As for the housing sector, we should listen to my former colleague Bruce Bartlett, who has called for the repeal of this year’s $117 billion tax rebate, and to redirect the money into a package of measures that would help those homeowners who actually need assistance to save their homes.

By giving people access to capital and allowing them to take ownership of assets, entrepreneurship will be encouraged and the cycle of poverty can begin to be broken. All persons should have the opportunity to go as high as their merit and determination can carry them. My favorite quote is from Abraham Lincoln, who said, "I don’t believe in a law to prevent a man from getting rich; it would do more harm than good. So while we do not propose any war upon capital, we do wish to allow the humblest man an equal chance to get rich with everybody else."

Lincoln’s definition of entrepreneurial capitalism is the best I have ever heard.
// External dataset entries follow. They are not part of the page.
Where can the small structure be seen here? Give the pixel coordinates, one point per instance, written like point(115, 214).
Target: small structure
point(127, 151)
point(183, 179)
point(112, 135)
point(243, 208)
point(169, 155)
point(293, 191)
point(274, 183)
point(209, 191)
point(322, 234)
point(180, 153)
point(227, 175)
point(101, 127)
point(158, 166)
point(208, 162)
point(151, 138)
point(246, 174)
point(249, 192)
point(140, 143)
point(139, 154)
I believe that a bipartisan consensus could be reached in America on a 21st-century war on poverty that takes the best of the "center left" and the best of the "center right" on the reforms necessary to make the American Dream accessible to all our people. We may have a long way to go, but I remain an optimist about improving the human condition, expanding our democratic ideals, and forming a true partnership with private enterprise.

I love what Bobby Kennedy said in Bedford-Stuyvesant in 1968: "To ignore the potential contribution of private enterprise is to fight the war on poverty with a single platoon, while great armies are left to stand aside."

Barack, let’s get together with, say: John Bryant of Operation Hope in Los Angeles; Ambassador Andrew Young of Good Works International; Bob Woodson of Neighborhood Enterprise Foundation in Washington, D.C.; Ted Forstmann of Forstmann Little & Company in New York; Russell Redenbaugh, a U.S. civil rights commissioner in Philadelphia; and economist Art Laffer. We can discuss how
best to tackle the issue you raised in your March 18 speech, when you identified the lack of economic opportunity for people of color as one of our nation’s greatest challenges.

Any interest, sir?

Mr. Kemp is a former congressman, the 1996 Republican vice presidential candidate, and a former secretary of Housing and Urban Development.